Ciudad de México – 2010
“And if I go insane, will you still let me
join in with the game?” Por
momentos me preguntaba si mi padre tenía razón. ¿Sería que mi juego era
peligroso? El cansancio físico me preocupaba, la vida no podía ser sólo eso:
cansancio, tristeza, hambre, ansiedad e
anche brevi momenti di allegrezza.
El día lo pasaba en la espera de la noche. La noche era algo así como un oasis
y una prisión, mis llantos resonaban en mi pecho y también mis impulsos
reformistas. Nuevos mundos nacían a mis pies y yo era reina suprema de todos
ellos, me bastaba cerrar mis ojos y soñarlos todos.
De noche mi alma
salía de mi cuerpo y hacía y decía todas aquellas cosas que de día no podía
decir ni hacer por exceso de cansancio. De noche podía encontrar una solución a
todos mis problemas del día, cada amanecer era una nueva promesa de libertad. Por
desgracia esta desaparecía al recordar el hambre y el doloroso momento de
elegir algo que me fuera permitido comer.
Mi lista de
alimentos permitidos se había limitado tanto que solo mis ojos y mi imaginación
podían alegrarme. Podía imaginar cuantas cosas quisiera en la noche, llenar mi
corazón de todas las palabras posibles, pero el hambre nunca se iba. Intenté
inhibir el hambre haciendo de comer a los demás, no lo disfrutaba, era un tipo
de venganza contra aquellos que podían comer libremente y dormir sin
lamentarse. Deseaba saborear sin remordimientos, quería poner mi mente en
silencio y simplemente disfrutar lo que pasaba entre mis labios. Pero no podía
dejar de calcular cada caloría, lo contaba todo y al final no había nada más
seguro que mascar chicles sin azúcar y beber agua.
Envidiaba la
gente que comía con una sonrisa en los ojos. Al alcanzar los 46 kilos la
presión de engordar aumentaba y el tirano en mi mente se hacía cada vez más
intolerante. En cualquier instante podía caer en la tentación, volver a tomar
gusto al queso, al yogurt, a la pasta, al salmón, a las nueces… y eso me
parecía terrible. Todo lo que había ganado era el sentimiento de ser mejor que
los demás, era superior porque lograba sobreponerme a los deseos de mi cuerpo y
había alcanzado algo más que la delgadez, era la perfección.
Pienso que cada
persona pasa la vida buscando su centro, su punto de equilibrio su talón de
Aquiles y el mío siempre ha estado en mi estómago, como juraron alguna vez los
galenistas. Su teoría de los humores me dice que la comida no se reduce a sus
calorías ni nutrimentos, hay alimentos más melancólicos que otros, demasiado
húmedos o secos…pero tampoco son solo eso. Encontré mi centro demasiado pronto
sin saber qué hacer con ese poder. Me centré tanto en mí misma que olvidé que
la historia de mi cuerpo y de mi alma se constituía de relaciones. Puse toda mi
esperanza en un tipo de depuración corporal y emocional, quise protegerme de
mis inseguridades. Todo el peso de mis emociones en un solo punto de mi cuerpo,
el estómago, me purgaba y no me sentía más ligera. Es cierto, ya no me dolía mi
estómago, se me partía el corazón.
Lucie pitonisa insistía
que después de comer una manzana, un pimiento y un calabacín al día su tercer
ojo le revelaba que la comida era todo eso que la antigüedad defendía hasta la
edad media y más allá: humores. Por desgracia también entendió que es todo lo
demás que vieron Luis XVI y María Antonieta: un placer. La comida está llena de
umami. Es una relación hombre-naturaleza.

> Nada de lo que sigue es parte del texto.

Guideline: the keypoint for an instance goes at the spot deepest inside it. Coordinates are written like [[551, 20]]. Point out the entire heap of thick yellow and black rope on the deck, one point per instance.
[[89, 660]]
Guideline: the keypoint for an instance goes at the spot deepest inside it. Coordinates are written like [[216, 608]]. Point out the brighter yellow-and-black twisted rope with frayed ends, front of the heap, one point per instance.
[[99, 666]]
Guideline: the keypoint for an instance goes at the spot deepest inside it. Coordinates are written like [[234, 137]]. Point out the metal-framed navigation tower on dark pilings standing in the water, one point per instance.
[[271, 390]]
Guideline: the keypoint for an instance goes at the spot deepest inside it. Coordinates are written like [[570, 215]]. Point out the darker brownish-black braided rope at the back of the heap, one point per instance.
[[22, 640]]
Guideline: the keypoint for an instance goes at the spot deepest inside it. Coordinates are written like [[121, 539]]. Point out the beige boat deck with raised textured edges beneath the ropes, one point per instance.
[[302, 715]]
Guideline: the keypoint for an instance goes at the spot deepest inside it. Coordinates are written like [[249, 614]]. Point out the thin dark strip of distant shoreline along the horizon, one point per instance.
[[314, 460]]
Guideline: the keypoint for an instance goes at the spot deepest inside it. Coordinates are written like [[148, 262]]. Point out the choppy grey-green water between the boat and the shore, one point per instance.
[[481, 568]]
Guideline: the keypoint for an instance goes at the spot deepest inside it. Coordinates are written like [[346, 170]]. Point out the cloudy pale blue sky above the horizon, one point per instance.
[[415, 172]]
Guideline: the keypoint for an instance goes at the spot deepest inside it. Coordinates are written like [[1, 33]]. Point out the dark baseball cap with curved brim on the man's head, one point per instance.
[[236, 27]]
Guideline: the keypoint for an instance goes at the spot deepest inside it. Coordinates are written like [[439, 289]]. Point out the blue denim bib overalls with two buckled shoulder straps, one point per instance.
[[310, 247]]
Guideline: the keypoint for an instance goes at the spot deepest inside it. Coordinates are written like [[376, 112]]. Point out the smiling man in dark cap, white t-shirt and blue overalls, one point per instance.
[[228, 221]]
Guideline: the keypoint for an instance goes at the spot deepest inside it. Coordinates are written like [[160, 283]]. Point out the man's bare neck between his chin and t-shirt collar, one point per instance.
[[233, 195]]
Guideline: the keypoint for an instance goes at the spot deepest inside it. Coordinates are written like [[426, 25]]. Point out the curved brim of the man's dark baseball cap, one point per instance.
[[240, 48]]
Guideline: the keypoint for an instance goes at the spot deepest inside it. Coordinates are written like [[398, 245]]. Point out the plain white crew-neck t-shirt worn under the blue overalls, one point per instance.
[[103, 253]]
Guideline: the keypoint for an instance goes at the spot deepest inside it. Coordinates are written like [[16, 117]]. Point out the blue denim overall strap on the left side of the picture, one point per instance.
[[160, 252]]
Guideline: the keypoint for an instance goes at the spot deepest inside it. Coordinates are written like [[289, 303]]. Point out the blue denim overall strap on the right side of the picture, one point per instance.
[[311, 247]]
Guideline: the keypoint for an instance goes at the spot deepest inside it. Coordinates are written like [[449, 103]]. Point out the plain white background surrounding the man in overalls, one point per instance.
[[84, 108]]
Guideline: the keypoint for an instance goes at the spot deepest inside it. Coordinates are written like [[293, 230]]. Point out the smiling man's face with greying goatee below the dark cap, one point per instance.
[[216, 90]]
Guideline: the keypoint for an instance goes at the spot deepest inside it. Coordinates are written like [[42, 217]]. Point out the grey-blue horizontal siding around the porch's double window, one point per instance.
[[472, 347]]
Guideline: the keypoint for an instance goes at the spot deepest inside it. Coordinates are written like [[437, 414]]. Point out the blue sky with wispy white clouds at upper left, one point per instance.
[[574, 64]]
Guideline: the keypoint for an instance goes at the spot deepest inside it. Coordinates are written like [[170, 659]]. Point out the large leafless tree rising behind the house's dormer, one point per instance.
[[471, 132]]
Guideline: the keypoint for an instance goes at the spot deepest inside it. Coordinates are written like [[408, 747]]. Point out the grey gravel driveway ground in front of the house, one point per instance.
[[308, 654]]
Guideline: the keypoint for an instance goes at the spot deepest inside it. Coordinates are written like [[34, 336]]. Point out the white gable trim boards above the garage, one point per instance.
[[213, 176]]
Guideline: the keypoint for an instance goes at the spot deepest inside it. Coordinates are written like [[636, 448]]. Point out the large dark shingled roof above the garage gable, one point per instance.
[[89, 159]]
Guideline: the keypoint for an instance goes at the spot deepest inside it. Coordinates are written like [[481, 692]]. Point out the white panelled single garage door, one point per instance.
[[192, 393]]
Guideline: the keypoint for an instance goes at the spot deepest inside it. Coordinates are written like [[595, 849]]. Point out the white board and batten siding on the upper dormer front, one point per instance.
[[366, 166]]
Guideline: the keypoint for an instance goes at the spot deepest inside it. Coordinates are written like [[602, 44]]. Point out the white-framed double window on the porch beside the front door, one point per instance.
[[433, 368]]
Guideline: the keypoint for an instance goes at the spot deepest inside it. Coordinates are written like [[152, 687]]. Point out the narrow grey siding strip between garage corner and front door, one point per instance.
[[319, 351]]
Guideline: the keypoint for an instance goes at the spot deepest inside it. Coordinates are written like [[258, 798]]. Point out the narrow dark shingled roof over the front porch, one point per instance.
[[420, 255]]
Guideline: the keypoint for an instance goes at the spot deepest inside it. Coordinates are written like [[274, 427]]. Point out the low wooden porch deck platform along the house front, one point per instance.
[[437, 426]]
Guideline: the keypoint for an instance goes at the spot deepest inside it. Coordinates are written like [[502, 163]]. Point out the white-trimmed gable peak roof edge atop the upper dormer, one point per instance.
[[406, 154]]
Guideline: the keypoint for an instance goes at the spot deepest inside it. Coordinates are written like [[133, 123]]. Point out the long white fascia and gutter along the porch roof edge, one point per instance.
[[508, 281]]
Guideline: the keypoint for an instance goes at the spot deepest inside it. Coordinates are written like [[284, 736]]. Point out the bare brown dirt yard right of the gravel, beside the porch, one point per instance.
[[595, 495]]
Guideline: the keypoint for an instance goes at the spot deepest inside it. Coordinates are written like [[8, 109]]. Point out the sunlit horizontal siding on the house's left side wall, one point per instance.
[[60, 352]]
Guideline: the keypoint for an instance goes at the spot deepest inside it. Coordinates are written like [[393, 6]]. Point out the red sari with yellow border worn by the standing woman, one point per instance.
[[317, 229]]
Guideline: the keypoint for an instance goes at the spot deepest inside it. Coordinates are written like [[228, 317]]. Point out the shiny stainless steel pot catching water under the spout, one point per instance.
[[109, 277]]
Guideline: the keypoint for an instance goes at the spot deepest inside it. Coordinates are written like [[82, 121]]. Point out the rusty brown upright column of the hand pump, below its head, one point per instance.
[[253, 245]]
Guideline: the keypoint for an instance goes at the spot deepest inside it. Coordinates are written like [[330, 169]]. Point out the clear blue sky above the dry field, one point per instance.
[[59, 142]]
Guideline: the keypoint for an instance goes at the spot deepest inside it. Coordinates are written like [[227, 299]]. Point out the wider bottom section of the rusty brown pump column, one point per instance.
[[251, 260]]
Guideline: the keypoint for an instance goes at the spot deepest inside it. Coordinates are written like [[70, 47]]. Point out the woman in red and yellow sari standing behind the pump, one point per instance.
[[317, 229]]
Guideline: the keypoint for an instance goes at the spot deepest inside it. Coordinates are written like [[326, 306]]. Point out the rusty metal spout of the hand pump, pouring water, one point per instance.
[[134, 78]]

Y no, no se necesita ser pitonisa ni tener un tercer ojo para saberlo.
“Yo, Lucie,
confieso que no pienso en nada más que en comida. Confieso que lo único que no
debo hacer es comer todo lo que pienso. Me siento orgullosa de mí y haría lo
que fuera por volver a ver mis padres felices, todo excepto comer. Todo lo que
controlo se encuentra en la punta de mi tenedor, entre más resista, más fuerte
seré. Me duele el corazón mamá pero eso ya lo sabes, sé que puedes verlo todos
los días y con todo eso ¿creerías que aún me pregunto si tienes razón al decir
que me puedo hacer daño? Soy una egoísta, lo sé.”